Search with text, image, and composed queries
This guide provides an overview of using text queries, image queries, and composed text and image queries to search for specific content within videos. You’ll learn about the capabilities of each type of query, along with best practices for achieving accurate search results.
Text queries
Text queries allow you to search for video segments using natural language descriptions. The platform interprets your query to find matching content based on visual elements, actions, sounds, and on-screen text.
Note the following about using text queries:
- The platform supports full natural language-based search. The following examples are valid queries: “birds flying near a castle,” “sun shining on the water,” “chickens on the road,” “an officer holding a child’s hand,” and “crowd cheering in the stadium.”

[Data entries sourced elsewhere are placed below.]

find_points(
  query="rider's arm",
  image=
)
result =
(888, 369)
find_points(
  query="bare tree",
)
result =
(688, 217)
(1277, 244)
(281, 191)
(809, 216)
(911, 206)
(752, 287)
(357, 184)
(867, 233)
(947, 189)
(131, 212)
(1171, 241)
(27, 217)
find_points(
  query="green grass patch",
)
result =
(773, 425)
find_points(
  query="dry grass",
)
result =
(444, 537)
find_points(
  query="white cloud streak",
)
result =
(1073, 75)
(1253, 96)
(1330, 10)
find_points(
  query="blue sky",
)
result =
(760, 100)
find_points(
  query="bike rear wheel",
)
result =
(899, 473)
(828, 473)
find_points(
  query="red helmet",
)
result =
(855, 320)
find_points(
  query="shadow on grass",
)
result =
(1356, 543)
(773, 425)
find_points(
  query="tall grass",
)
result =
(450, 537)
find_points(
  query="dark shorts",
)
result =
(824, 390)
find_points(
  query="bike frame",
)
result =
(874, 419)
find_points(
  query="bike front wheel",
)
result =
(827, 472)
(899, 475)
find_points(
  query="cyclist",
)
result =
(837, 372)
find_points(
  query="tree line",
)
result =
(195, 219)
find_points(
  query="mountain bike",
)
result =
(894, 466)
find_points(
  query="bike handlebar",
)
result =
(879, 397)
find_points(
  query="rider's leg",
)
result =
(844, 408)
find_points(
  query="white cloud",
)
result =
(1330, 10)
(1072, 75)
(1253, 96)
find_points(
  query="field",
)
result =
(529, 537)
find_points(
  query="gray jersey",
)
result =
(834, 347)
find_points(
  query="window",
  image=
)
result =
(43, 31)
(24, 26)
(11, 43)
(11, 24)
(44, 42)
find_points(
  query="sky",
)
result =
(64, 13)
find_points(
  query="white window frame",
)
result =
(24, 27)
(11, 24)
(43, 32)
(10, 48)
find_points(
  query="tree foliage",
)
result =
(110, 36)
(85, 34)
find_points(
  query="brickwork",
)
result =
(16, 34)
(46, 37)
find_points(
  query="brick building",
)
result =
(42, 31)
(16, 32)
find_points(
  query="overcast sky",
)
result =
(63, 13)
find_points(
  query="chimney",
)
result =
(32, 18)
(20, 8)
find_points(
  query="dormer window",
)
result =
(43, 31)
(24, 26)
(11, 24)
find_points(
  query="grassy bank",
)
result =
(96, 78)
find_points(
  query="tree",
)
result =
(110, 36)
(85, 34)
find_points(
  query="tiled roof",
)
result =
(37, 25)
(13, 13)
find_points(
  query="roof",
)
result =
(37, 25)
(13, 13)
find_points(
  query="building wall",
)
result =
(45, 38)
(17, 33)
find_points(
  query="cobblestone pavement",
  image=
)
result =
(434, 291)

- To search for specific text shown in videos, use queries that target on-screen text rather than objects or concepts. Note that the platform may return both textual and visual matches. For example, searching for the word “smartphone” might return both segments where “smartphone” appears as on-screen text and segments where smartphones are visible as objects.

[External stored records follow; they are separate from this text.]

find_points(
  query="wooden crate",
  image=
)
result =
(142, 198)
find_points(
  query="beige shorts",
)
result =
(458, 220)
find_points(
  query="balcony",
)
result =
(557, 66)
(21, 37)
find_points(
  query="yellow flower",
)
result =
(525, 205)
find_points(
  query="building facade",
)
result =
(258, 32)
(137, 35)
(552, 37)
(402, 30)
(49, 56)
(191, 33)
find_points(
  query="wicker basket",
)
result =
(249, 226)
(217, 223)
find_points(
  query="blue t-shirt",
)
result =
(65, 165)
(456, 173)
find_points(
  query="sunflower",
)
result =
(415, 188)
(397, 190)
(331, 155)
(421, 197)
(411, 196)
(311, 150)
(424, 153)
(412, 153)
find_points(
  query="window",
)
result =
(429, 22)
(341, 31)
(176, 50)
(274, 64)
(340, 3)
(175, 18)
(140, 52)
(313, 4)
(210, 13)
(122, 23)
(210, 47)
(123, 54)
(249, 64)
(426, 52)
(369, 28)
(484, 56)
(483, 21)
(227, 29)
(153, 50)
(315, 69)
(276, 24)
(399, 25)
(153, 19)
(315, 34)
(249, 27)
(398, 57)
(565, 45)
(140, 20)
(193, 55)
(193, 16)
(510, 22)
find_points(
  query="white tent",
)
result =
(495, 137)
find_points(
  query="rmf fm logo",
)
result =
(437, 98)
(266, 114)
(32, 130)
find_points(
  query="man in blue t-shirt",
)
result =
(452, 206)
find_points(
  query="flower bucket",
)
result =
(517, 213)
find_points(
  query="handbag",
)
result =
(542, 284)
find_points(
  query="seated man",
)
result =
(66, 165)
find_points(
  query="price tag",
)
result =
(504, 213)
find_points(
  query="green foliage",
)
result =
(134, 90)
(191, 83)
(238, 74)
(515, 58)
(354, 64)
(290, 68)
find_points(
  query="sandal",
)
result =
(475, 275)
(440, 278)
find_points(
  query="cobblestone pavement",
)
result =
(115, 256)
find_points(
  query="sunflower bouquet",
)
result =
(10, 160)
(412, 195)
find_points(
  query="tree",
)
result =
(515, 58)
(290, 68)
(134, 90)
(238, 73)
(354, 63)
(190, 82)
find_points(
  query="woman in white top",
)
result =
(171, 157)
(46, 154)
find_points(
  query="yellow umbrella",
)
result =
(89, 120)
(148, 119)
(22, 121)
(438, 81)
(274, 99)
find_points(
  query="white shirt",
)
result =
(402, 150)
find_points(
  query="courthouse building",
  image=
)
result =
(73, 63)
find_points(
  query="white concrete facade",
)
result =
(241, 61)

- To detect logos, specify the text within the logo. If the logo doesn’t contain text, you can search using image queries.
Image queries
Image queries enable you to search for video segments using images. The platform performs semantic searches to find content contextually similar to your query image.
Note the following about using images as queries:
-
The platform supports only semantic searches. When performing a semantic search, the platform determines the meaning of the image you provide and finds the video segments containing contextually similar elements. For example, if you use an image of a tree as the query, the search results might contain videos featuring different trees, focusing on the overall characteristics rather than specific details.

-
The objects you want to search for must be sufficiently large and detailed. For example, using an image of a car in a parking lot is more likely to yield precise results than an image of a small branded pen on a table in a large room.

-
The platform does not support searching for specific words or phrases spoken or displayed as text within videos. For example, if you provide an image of a cat as your query and want to find all the video segments where the word “cat” is mentioned or appears on the screen, image queries cannot retrieve those results. Use text queries instead.

Composed text and image queries
Composed queries allow you to combine text descriptions with images for more precise search results. This approach enables you to specify visual references through images while adding textual criteria to refine your search.
Note the following about using composed queries:
-
Composed queries work by combining the semantic understanding of your image with the specificity of your text. For example, if you provide an image of a car model and add the text “red color,” the platform returns only segments showing red instances of that specific vehicle.
-
Use composed queries when you need to narrow image-based searches with specific attributes. Common use cases include searching for objects with specific colors, identifying scenes with particular actions or contexts, and locating products with specific features or configurations.
-
The text component of the query refines the image results. The platform interprets both inputs together to find segments that match the combined criteria. For instance, providing an image of a building with the text “at night” returns segments showing that building during nighttime, not all buildings at night or that building at any time.
-
Composed queries are available only when using Marengo 3.0. Ensure your index is created with this model to use this feature.
Choose between text, image, and composed queries
Use text queries when:
- Searching for spoken words or phrases.
- Finding on-screen text, such as signs or captions.
- Describing scenes, actions, or concepts in natural language.
- Detecting logos with text.
Use image queries when:
- Finding visual content similar to an image you provide.
- Searching for objects, scenes, or visual patterns.
- Detecting logos without text.
Use composed text and image queries when:
- Searching for specific variations of objects shown in an image (such as color, size, or condition).
- Finding scenes that match both a visual reference and additional context.
- Narrowing image-based searches with specific attributes or characteristics.
- You have a visual reference but need to specify additional criteria that aren’t visible in the image alone.